Other antimuscarinic drugs, should only be considered if the risk of cognitive adverse effects is thought to be minimal
PD dementia - An acetylcholinesterase inhibitor; or rivastigmine
If acetylcholinesterase inhibitors are not tolerated or contra-indicated, memantine hydrochloride should be considered.
** What are the side effects of the treatment for PD?
Nausea and vomiting
Postural hypotension
Neuropsychiatric adverse effects
Impulse control disorders
Insomnia
Constipation
Excessive drowsiness
Diarrhoea
Which medication causes the side effects for PD?
All these side effects can occur when taking Levodopa and when taking dopamine agonists.
Insomnia is caused by all anti-PD drugs.
Constipation can be caused by Levodopa, dopamine agonists and MAO-B inhibitors.
What can cause an increased risk of developing impulse control disorders?
Dopamine agonist therapy
A history of previous impulsive behaviours.
A history of alcohol consumption and/or smoking
Dopaminergic therapies other than dopamine agonists.
How can impluse control disorders be managed?
By modifying dopaminergic therapy by first gradually reducing any dopamine agonist.
And monitoring whether the impulse control disorder improves and whether the person has any symptoms of dopamine agonist withdrawal.
Offer specialist cognitive behavioural therapy targeted at impulse control disorders if modifying dopaminergic therapy is not effective.
What treatment is given to patients with advanced Parkinson’s disease?

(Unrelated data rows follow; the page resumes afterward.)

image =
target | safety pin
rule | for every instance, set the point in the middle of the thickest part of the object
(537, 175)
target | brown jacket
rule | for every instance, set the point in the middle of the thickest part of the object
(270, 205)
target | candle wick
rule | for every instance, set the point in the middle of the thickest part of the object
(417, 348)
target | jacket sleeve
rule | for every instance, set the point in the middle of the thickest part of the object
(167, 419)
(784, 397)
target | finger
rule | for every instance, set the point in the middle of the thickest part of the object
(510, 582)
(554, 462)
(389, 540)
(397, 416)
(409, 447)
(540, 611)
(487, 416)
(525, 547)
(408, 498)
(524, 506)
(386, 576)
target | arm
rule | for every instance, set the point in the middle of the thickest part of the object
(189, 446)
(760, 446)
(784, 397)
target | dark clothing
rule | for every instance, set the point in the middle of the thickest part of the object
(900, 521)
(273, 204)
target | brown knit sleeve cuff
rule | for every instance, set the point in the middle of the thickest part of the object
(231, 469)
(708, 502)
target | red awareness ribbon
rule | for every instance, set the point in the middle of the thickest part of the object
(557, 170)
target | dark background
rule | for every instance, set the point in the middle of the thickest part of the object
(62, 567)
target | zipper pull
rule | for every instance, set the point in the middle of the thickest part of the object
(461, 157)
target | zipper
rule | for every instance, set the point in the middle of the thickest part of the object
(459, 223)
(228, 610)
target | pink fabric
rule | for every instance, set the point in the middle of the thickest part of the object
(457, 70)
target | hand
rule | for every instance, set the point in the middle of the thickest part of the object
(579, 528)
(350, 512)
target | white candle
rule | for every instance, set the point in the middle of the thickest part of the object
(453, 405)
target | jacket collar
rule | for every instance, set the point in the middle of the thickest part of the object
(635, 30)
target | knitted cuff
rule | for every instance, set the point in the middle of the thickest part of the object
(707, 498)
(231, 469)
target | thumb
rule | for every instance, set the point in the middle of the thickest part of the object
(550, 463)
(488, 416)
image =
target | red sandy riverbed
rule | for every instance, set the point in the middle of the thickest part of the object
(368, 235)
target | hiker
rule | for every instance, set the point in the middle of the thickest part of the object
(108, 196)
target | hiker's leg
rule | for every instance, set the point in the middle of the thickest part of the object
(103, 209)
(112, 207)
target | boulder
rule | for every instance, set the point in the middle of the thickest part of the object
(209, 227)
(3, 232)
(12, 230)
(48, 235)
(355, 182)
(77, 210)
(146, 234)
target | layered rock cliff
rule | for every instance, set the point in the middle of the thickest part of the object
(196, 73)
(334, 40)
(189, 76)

They can be offered apomorphine hydrochloride as intermittent injections or continuous subcutaneous infusions. Apomorphine is a strong dopamine agonist and is not related to morphine.
Levodopa-carbidopa intestinal gel is used for the treatment of advanced levodoparesponsive Parkinson’s disease with severe motor fluctuations and hyperkinesia or dyskinesia.
Deep brain stimulation can be used for patients with advanced Parkinson’s disease whose symptoms are not adequately controlled by best drug therapy.